Saranno le indagini e il lavoro dei magistrati ad accertare le responsabilità giuridiche della sua morte. Le responsabilità delle circostanze in cui questa è avvenuta sono però tutte politiche: le responsabilità di un’esistenza condotta in condizioni di assoluta marginalità sociale, in una tendopoli costruita da Ministero dell’Interno e Protezione civile per ospitare quattrocento persone ma in cui, nei periodi di massimo afflusso, arrivano a vivere anche in milleduecento in tende e baracche improvvisate. Un’esistenza da schiavi, a uso e consumo di una vasta filiera di sfruttamento.
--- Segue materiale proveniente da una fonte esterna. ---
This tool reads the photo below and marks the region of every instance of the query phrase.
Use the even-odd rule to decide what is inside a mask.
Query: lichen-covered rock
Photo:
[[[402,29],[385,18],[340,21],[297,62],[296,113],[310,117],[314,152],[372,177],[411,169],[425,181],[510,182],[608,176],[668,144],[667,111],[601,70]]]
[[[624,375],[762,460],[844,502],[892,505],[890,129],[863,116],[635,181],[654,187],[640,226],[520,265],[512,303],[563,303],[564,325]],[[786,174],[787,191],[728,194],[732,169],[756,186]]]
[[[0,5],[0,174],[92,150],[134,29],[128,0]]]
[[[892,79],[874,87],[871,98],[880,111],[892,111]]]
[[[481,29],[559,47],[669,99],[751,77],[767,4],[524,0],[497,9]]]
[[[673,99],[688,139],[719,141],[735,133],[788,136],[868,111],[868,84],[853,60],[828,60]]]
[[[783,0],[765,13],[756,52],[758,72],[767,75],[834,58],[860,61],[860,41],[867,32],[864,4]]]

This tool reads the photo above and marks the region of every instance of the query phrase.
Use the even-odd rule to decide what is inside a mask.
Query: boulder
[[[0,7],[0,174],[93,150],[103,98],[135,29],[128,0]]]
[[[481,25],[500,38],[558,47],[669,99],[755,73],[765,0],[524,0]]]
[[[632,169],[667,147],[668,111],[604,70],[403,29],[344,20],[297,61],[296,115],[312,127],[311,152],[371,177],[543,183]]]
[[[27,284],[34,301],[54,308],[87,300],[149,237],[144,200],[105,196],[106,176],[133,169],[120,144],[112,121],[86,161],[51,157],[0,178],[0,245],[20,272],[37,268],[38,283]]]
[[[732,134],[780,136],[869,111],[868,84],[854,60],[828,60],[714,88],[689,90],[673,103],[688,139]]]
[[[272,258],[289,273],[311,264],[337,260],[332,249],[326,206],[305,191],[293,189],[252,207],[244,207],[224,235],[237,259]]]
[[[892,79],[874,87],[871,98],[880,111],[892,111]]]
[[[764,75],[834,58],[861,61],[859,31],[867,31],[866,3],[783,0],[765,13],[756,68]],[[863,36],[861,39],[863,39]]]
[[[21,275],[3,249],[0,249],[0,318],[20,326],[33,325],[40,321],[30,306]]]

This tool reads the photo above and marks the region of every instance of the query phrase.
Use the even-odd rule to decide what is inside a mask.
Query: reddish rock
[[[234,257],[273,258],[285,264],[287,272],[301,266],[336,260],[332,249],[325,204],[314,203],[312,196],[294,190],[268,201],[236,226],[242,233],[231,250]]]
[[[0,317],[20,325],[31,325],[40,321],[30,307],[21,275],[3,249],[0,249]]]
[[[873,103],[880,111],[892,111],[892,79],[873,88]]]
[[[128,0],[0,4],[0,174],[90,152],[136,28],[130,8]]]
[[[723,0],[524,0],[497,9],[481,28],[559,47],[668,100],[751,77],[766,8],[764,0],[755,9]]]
Gli ultimi mesi di vita Sekine li ha trascorsi qui, in attesa che la sua richiesta di asilo fosse valutata, nonostante la stagione della raccolta sia finita da un pezzo. Oggi auspichiamo che l’inchiesta avviata dalla Procura della Repubblica di Palmi faccia piena chiarezza sulle dinamiche che hanno condotto alla morte del ragazzo, attraverso la valutazione delle testimonianze dei parenti e degli altri abitanti della tendopoli, che in molti punti divergono dalla versione ufficiale. Intanto all’autopsia eseguita sul corpo di Sekine ha assistito un medico dell’organizzazione Medici per i diritti umani (MEDU), nominato dai parenti della vittima. Progetto Diritti che è stata al fianco dei lavoratori africani di Rosarno dopo i tristi fatti del 2010, chiede che organi politici e autorità competenti si adoperino per dare risposte concrete e strutturali al problema dello sfruttamento, prima che un’altra morte intervenga a sollevare il velo su quest’inferno.